University of Oklahoma expels two students for racist video
The University of Oklahoma has expelled two students linked to a video showing members of a fraternity singing a song filled with racial epithets, the school president said on Tuesday in a statement.
President David Boren said the two students were “identified as playing a leadership role in the singing of a racist chant” connected to a Sigma Alpha Epsilon fraternity event.
This story has been updated. Please see below.
The university on Monday closed the fraternity after a video surfaced showing students singing the song. Members were ordered to move out of the fraternity’s house and the school labeled the actions of those involved “disgraceful.”
Boren told CNN the university has no tolerance for racism and was examining what it could do under U.S. civil rights laws.
The 10-second video, posted online on Sunday, was shot on a bus chartered for a date night by the fraternity.
Students were seen and heard chanting in unison, using offensive language referring to blacks and vowing never to admit them to the fraternity.

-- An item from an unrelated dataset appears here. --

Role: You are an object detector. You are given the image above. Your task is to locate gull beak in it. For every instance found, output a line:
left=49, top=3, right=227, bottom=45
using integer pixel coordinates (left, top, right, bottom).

Sigma Alpha Epsilon members were given until midnight on Tuesday to remove their belongings and vacate the frat house.
A sorority that may have been involved in the date night, the Tri Delta group, said it was cooperating with the university’s investigation. Its house on campus has not faced any sanctions.
The controversy played out on social media with an online fundraising campaign launched for a black cook who lost her job because of the closure of the house.
Another video made the rounds purportedly showing the fraternity’s white house mother using a racial slur.
William Bruce James II, one of the few black members of the Oklahoma fraternity who attended the university from 2001 to 2005, said the SAE house there has undergone a cultural change from the time he was a student.
“The guys in that video are not my brothers,” he told CNN. He said he never heard an inkling of the offending song when he was a student.
Update, 8:33 p.m.: CNN reported that one of the expelled students, identified as Parker Rice, apologized for his actions.
“I am deeply sorry for what I did Saturday night,” Rice said in a statement. “It was wrong and reckless. I made a horrible mistake by joining into the singing and encouraging others to do the same. For me, this is a devastating lesson and I am seeking guidance on how I can learn from this and make sure it never happens again. My goal for the long-term is to be a man who has the heart and the courage to reject racism wherever I see or experience it in the future.”